There is a moment that nearly breaks you. For many head teachers it is more than ‘nearly’. The snipers took them out for walking too slowly. For them, and for me, it was inevitably Ofsted. It was six years ago, but I still don’t feel I can let it go. I won’t put down in words what it did to me at the time, and I don’t think I ever will. I fight the urge to see them as the enemy, but as they shoot down my comrades one at a time it is hard not to. There has to be a better way.

Then there is a moment when the resilience of the organisation is tested to the limit. For all of us, that was the pandemic. But it is also its aftermath. If there is anything that makes me feel my headship has been worthwhile, it is the way our school – the children in it, the parents in our community, and the amazing staff – have weathered this storm. It is not that we have been strong, but that we are anti-fragile; absorbing each blow and bouncing back. The institution of the school is one of the great inventions of the modern world. Whilst those within it may be individually fragile, together we are resilient. When we are under attack, we are at our most united.

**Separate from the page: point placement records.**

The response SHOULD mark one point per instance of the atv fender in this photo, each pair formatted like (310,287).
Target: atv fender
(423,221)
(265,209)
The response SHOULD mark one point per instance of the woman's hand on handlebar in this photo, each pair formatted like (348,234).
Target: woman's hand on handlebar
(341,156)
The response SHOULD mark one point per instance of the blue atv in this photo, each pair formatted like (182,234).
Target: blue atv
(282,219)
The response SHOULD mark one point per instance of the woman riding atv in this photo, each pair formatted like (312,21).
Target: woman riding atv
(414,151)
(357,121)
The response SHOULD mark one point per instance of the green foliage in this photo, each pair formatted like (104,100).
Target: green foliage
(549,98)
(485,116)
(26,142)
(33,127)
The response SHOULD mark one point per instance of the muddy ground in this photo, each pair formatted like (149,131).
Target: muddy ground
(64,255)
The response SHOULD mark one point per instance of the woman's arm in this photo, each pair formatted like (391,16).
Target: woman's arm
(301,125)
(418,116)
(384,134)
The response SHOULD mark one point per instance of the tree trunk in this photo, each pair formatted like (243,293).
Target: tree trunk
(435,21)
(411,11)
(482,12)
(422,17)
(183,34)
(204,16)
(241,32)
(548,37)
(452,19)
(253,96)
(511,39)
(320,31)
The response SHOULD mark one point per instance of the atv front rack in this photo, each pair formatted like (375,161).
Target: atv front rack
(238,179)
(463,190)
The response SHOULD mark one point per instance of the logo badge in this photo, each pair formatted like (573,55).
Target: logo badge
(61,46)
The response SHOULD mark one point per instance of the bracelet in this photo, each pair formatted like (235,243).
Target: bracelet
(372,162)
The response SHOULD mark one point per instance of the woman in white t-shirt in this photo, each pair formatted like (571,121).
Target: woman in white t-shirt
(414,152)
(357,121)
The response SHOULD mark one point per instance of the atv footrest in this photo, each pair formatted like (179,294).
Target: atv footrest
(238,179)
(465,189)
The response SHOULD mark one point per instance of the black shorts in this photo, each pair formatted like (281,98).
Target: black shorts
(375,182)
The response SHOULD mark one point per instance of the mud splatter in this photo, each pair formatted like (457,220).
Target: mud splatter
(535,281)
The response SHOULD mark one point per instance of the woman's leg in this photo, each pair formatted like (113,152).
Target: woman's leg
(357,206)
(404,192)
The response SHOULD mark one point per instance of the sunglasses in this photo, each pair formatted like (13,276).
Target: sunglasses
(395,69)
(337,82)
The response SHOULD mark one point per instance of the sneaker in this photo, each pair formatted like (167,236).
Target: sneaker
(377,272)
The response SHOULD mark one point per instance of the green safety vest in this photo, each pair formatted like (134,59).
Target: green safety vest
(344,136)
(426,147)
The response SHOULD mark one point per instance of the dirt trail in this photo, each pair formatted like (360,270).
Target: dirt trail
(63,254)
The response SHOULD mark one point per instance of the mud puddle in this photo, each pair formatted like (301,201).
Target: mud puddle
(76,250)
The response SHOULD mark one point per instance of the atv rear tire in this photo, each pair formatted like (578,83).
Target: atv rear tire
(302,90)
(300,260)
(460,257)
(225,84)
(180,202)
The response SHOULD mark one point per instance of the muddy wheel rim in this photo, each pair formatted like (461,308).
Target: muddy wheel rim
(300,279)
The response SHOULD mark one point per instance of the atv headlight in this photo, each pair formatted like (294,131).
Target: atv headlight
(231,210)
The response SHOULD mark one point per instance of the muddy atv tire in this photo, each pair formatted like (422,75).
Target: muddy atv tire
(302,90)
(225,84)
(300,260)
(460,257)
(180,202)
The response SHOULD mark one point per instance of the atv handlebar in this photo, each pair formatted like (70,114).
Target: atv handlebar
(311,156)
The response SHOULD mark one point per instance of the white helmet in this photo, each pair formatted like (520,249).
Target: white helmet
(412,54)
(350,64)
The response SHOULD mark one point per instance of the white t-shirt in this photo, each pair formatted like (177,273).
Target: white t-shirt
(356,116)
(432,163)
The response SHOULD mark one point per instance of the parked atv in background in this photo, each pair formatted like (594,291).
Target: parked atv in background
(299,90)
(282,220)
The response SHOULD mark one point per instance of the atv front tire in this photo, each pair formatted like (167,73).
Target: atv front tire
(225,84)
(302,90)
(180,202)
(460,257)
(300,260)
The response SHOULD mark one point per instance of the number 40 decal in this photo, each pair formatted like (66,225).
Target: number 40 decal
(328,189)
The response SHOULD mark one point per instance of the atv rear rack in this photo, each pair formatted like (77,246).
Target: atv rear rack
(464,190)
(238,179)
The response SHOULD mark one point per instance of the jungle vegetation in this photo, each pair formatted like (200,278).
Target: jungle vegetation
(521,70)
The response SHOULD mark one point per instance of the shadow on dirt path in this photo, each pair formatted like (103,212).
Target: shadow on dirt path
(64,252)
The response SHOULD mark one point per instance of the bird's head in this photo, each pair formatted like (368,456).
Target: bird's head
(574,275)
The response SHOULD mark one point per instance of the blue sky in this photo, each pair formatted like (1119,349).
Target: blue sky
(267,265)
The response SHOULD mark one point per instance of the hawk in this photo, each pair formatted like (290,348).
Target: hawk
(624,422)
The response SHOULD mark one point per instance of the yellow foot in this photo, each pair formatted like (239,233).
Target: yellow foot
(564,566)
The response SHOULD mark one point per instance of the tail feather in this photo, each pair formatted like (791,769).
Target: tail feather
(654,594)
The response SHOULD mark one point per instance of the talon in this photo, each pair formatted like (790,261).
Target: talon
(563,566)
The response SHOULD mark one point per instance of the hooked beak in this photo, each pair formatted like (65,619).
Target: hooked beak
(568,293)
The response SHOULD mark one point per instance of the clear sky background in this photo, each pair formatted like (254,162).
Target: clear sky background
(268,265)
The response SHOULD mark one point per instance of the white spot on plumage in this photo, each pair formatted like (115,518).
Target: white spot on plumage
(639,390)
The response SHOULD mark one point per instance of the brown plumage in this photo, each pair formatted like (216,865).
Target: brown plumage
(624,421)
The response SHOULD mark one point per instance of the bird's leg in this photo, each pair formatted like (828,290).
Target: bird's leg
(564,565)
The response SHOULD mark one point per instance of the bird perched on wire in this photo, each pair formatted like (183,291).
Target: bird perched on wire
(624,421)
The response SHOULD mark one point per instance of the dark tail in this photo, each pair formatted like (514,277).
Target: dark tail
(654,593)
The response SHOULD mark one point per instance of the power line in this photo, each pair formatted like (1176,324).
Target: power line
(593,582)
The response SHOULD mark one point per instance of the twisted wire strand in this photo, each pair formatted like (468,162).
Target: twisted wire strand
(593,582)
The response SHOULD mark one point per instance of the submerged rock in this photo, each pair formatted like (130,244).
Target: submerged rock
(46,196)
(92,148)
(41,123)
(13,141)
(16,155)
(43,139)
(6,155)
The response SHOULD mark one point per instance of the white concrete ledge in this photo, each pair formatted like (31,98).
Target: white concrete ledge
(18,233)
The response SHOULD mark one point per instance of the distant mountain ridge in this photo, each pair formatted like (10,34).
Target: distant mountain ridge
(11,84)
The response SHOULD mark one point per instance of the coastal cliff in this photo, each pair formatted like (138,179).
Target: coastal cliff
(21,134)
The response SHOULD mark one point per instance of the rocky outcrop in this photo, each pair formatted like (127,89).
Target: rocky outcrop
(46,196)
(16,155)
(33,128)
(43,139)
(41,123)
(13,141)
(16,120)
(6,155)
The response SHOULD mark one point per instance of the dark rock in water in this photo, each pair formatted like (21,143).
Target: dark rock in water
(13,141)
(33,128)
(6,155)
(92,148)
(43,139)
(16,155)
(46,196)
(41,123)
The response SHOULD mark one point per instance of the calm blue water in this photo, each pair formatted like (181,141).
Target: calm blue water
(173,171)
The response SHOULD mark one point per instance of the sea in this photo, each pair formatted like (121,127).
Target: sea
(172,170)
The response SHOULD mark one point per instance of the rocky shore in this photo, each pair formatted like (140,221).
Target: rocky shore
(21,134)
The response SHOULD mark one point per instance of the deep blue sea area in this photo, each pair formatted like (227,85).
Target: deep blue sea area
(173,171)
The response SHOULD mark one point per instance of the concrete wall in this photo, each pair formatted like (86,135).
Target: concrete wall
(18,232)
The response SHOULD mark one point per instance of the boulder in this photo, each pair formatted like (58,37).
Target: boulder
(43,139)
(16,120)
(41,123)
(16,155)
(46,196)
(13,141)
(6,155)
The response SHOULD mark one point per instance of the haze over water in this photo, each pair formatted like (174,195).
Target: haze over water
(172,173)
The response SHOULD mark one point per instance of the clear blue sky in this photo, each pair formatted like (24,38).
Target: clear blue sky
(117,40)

And the years are peppered by moments of joy, too many to note here.

When I listen to the retirement speeches, the joy is always there. Many head teachers reflect at this moment that they have come to realise that they are no longer what the school needs, and the school is no longer what they need. There is a consensual parting of ways. But recently, many profess that they have simply had enough. They are too worn down by insufficient funding, heavy handed accountability, staff shortages, mental health problems, and declining support services. A bitterness has crept in. They could keep walking, but what is the point?

I find myself in the uncomfortable position of being called an elder. At the age of 51! I’m not ready for that. What does it say about a job when so many can’t do it for much more than a decade? I look around the table and see a diminishing number of peers. We are all clinging on to each other. The younger faces at the table turn to us as if we know something they don’t. But we’re still finding our way too.

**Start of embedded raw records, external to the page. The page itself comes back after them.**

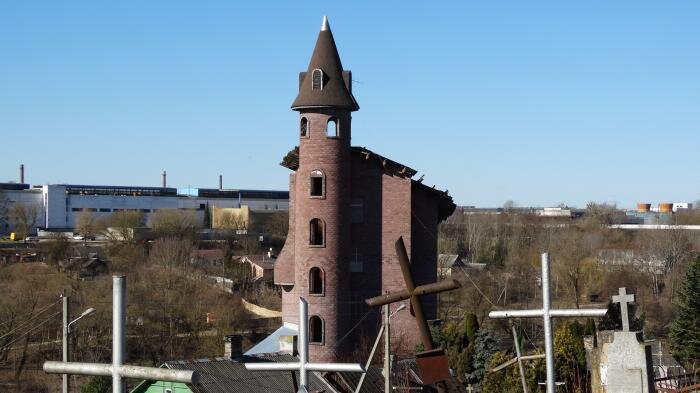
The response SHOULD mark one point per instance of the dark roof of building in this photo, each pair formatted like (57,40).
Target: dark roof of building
(224,375)
(336,87)
(291,160)
(247,194)
(405,376)
(261,260)
(445,203)
(449,260)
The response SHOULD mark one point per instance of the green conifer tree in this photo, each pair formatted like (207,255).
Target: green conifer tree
(685,328)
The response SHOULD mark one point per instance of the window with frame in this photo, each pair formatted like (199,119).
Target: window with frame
(316,232)
(356,262)
(317,79)
(315,330)
(357,207)
(332,128)
(316,281)
(317,186)
(304,127)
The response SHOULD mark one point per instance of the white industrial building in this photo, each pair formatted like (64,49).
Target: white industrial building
(58,205)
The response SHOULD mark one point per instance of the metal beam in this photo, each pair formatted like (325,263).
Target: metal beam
(126,371)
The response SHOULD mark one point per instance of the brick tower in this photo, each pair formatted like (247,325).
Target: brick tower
(347,207)
(322,195)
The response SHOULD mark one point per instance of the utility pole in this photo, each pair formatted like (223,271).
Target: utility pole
(66,318)
(387,350)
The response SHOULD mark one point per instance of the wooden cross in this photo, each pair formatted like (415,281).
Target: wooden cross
(118,370)
(303,365)
(547,313)
(623,298)
(518,358)
(432,362)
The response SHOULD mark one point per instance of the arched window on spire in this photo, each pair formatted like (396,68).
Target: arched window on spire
(317,184)
(316,232)
(316,281)
(315,330)
(332,128)
(304,127)
(317,79)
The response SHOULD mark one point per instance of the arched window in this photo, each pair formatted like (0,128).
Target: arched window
(315,330)
(316,281)
(332,127)
(317,186)
(317,79)
(304,127)
(316,232)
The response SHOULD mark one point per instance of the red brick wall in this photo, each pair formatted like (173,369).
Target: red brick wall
(332,156)
(392,208)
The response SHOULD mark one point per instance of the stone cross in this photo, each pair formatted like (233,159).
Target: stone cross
(623,298)
(437,368)
(547,313)
(303,365)
(118,370)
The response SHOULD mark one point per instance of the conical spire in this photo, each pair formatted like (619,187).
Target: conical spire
(325,84)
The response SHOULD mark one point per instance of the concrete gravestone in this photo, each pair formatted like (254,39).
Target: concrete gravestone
(620,362)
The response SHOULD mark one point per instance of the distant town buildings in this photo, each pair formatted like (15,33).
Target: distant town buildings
(59,205)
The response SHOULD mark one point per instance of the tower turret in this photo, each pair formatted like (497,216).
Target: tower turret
(322,197)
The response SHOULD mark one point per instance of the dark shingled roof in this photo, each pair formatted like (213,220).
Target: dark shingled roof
(337,84)
(225,376)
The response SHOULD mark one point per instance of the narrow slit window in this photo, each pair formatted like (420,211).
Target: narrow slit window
(315,330)
(316,281)
(332,127)
(304,127)
(317,186)
(316,230)
(317,79)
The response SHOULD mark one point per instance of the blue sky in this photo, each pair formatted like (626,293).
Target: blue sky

This year, the first of my old school friends retired. Others have plans. They ask me when I am going to retire – what a ridiculous thought! They seem to be longing to escape from something. I think they have jobs. Mine is a vocation.

A few months ago, an old friend from university days took his own life. God, I wish I had spent more time with him while he was still here. I don’t know how this is relevant, but it feels like it is. Time passes, and then it doesn’t. Did the futility of the game become too much for him? At least he wasn’t the last man standing. He left the game with people around him who cared that he is gone.

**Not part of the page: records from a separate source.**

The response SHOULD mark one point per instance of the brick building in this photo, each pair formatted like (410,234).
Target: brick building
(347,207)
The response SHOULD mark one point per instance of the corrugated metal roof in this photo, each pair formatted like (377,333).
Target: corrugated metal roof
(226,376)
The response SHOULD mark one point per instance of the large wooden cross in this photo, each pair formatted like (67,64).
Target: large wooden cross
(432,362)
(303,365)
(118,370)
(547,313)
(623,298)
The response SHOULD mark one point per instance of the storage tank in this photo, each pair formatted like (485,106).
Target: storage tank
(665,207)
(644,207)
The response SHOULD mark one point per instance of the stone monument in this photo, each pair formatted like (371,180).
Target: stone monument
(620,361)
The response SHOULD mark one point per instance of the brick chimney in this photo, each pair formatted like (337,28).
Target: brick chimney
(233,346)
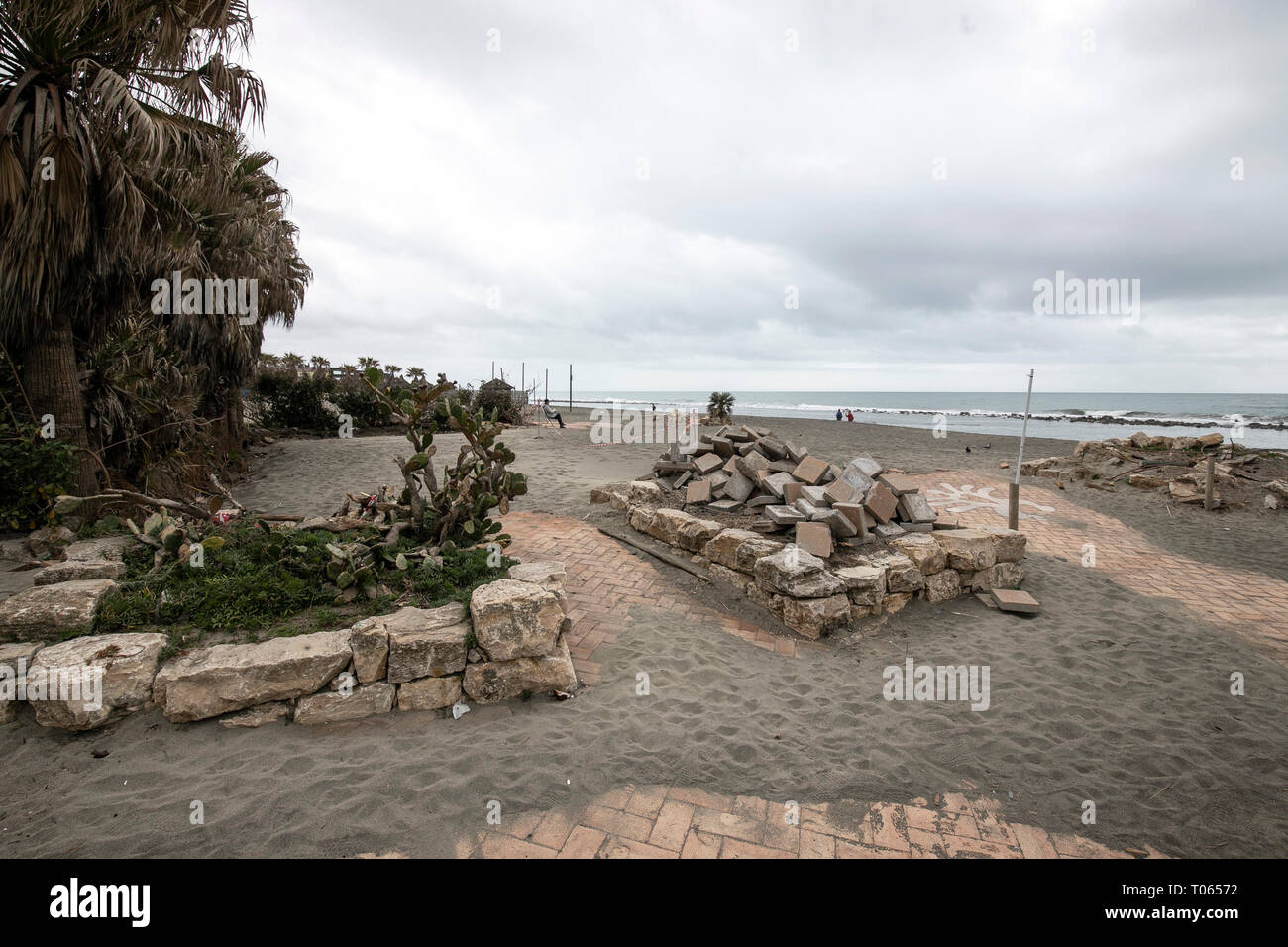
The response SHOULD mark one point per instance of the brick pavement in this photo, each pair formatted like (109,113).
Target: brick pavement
(605,582)
(1250,603)
(686,822)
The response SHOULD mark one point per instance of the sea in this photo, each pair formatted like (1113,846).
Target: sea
(1253,420)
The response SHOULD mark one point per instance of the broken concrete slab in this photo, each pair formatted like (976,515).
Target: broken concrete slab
(707,463)
(866,466)
(838,491)
(815,496)
(785,515)
(898,483)
(915,509)
(881,504)
(838,523)
(698,491)
(738,487)
(810,471)
(777,483)
(1017,600)
(855,514)
(53,612)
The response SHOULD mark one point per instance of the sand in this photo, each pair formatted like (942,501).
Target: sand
(1107,696)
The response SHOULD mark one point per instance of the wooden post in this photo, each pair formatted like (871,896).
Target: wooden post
(1013,513)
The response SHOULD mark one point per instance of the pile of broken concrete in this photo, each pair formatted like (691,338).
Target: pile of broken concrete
(1175,467)
(510,642)
(747,470)
(831,570)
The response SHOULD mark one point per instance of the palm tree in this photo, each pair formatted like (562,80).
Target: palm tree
(98,102)
(720,406)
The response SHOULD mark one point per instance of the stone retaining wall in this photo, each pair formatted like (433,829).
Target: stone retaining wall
(509,642)
(812,595)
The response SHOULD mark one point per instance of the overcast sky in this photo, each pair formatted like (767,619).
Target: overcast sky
(632,187)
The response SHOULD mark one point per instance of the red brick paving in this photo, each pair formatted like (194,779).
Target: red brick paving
(686,822)
(1252,603)
(605,582)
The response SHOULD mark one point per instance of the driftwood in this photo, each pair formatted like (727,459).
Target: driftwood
(114,496)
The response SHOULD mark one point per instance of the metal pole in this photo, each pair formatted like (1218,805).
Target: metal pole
(1013,515)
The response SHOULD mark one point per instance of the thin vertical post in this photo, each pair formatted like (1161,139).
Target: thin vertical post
(1013,514)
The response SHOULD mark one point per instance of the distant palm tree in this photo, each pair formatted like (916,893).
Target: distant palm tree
(98,103)
(720,406)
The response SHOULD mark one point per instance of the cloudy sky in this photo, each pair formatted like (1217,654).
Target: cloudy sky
(642,189)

This week, the Principal of a local college died suddenly of a heart attack. He worked at my school back in the 1980s. A colleague sent me a picture of a news clipping. It turns out he used to take groups of students walking in the mountains: his love, my love. In the picture you could make out the joy on this youthful teacher’s face. It looked like he was where he wanted to be.

The long walk.

I have a knee injury. For four weeks I imagined what it might be. Could it be arthritis? Had years of climbing mountains finally taken its toll? Paranoia had me prophesying the end of my mountain walking adventures. It’s fine; I just need some physio.

But what happens when I can’t do the things I love anymore?

How much further can I walk?

But it’s less about how much further I can walk and more about whether there are others left to walk with. The long walk isn’t an individual endeavour. One day I may look around and realise that none of the people I started out with are still walking. There may be people to prop me up, but no-one who really understands what it feels like to have covered the distance. What will that ending feel like?

I can see the horizon ahead and I keep walking, who knows for how long?